En ese momento pasó delante de ella Juan Canales. Olga fingió una sonrisa y le saludó.

—Oh, me encanta oír eso, inspectora Ramos —vociferó aquel—. Muy agradable por tu parte. Gracias por tenerme en tan gran estima y consideración.

—Tan agradable como tú, doctor O’Connors —y al sentir la dura risa de él gritó—: Lo sabía. Sabía que tarde o temprano esta conversación llegaría. Mira, Alex, a ti y a mí nos separan demasiadas cosas, no solo el trabajo.

Clara, cabreada tras hablar con el doctor Agobio, cerró el cajón de su mesa, pero al oír los alaridos de su amiga se acercó a ella. Con rapidez tapó el auricular del teléfono con la mano y dijo:

—¿Qué coño haces? Cierra el pico de una maldita vez.

Pero Olga negó con la cabeza. No podía seguir engañándole.

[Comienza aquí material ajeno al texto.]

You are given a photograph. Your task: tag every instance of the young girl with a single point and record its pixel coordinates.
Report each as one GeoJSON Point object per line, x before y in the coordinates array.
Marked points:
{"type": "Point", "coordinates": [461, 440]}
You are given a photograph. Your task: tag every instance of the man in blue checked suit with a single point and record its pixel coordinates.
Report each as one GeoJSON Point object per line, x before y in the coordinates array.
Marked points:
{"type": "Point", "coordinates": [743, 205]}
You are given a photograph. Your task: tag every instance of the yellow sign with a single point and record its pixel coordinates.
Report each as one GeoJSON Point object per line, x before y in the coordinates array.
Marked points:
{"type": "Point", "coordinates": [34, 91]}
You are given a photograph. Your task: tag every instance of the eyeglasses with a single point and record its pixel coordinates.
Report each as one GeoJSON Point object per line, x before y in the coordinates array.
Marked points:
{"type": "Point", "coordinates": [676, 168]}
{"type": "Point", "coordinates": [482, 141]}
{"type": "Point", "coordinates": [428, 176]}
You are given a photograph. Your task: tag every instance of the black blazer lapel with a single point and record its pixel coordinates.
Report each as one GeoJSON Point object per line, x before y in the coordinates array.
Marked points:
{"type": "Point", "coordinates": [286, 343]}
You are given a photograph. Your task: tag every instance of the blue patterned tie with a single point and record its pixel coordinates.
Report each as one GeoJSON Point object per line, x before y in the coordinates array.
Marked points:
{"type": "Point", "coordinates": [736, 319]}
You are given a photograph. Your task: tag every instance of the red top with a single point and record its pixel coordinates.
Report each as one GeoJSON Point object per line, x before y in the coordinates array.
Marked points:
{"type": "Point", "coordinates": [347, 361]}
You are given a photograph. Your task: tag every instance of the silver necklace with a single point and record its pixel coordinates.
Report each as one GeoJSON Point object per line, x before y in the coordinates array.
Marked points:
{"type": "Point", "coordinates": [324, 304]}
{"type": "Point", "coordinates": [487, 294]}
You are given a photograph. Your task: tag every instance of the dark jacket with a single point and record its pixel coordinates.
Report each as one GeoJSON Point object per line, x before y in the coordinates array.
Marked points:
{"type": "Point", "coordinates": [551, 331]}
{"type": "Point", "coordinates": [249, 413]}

Debía decir lo que pensaba, aunque aquello le produjera dolor.

Aturdido, desde su despacho en el Hospital, Alex caminaba como un lobo encerrado de un lado para otro y al oírla vociferó:

—¿A qué viene eso de que nos separan demasiadas cosas?

—Yo… yo… ¡Yo no quiero tener hijos! Entre otras muchas cosas. Ea… ya te lo he dicho.

Clara se llevó las manos a la cabeza y blasfemó.

—¡¿Qué?! —gritó incrédulo.

Aquello era la tontería más grande que él había oído. Solo había que ver cómo se comportaba Olga con Luna para darse cuenta de que a ella le encantaban los niños.

—No quiero hijos. No quiero casarme contigo ni con nadie. No quiero formar una familia a excepción de la que por el destino me ha tocado —y a punto de llorar susurró—: Y no sé qué hago contigo cuando sé que tú quieres todo eso y yo no.

Después de un tenso silencio, al final Alex dijo:

—Pienso que no es momento de hablar de ello, ¿no crees?

—Sí, quizá tengas razón —susurró asustada por lo que había dicho.

Incapaz de cortar la conversación, Alex desesperado susurró.

—¿No te das cuenta que lo que hago es preocuparme por ti?… Te quiero, maldita sea. Me preocupa que pueda pasarte algo.

Olga suspiró. Le gustara o no, aquel que le decía te quiero, le había descongelado el corazón.

—Escucha, Alex. Siempre he tenido cuidado en mi curro y siempre lo voy a tener. Mi trabajo me gusta, y al igual que en el tuyo se pueden presentar complicaciones ante una operación, en el mío también. Pero discúlpame… yo no puedo ir pensando que me van a matar. Tengo que ser positiva porque en mi trabajo necesito positividad y concentración. Y por eso mismo no quiero nada de lo que tú buscas en la vida. ¿Lo entiendes?

—Olga, yo…

—No, Alex —interrumpió—, esto no puede continuar. Lo mejor es que acabemos antes de que nos hagamos realmente daño.

—¿Qué dices? —susurró incrédulo—. No puedes estar hablando en serio.

—Hablo completamente en serio y…

—Escúchame ahora tú a mí —interrumpió él con voz autoritaria—. No voy a seguir hablando contigo por teléfono de este tema. ¿Me has oído? —ella asintió—. Ve a ese maldito operativo y cuando acabes, llámame y hablaremos.

—Pero Alex, yo…

—No quiero escucharte, inspectora —volvió a cortar furioso—. Llámame. Estaré en el hospital.

Una vez dicho esto colgó con furia y tiró el teléfono de la oficina contra la pared. Olga miró el auricular confundida.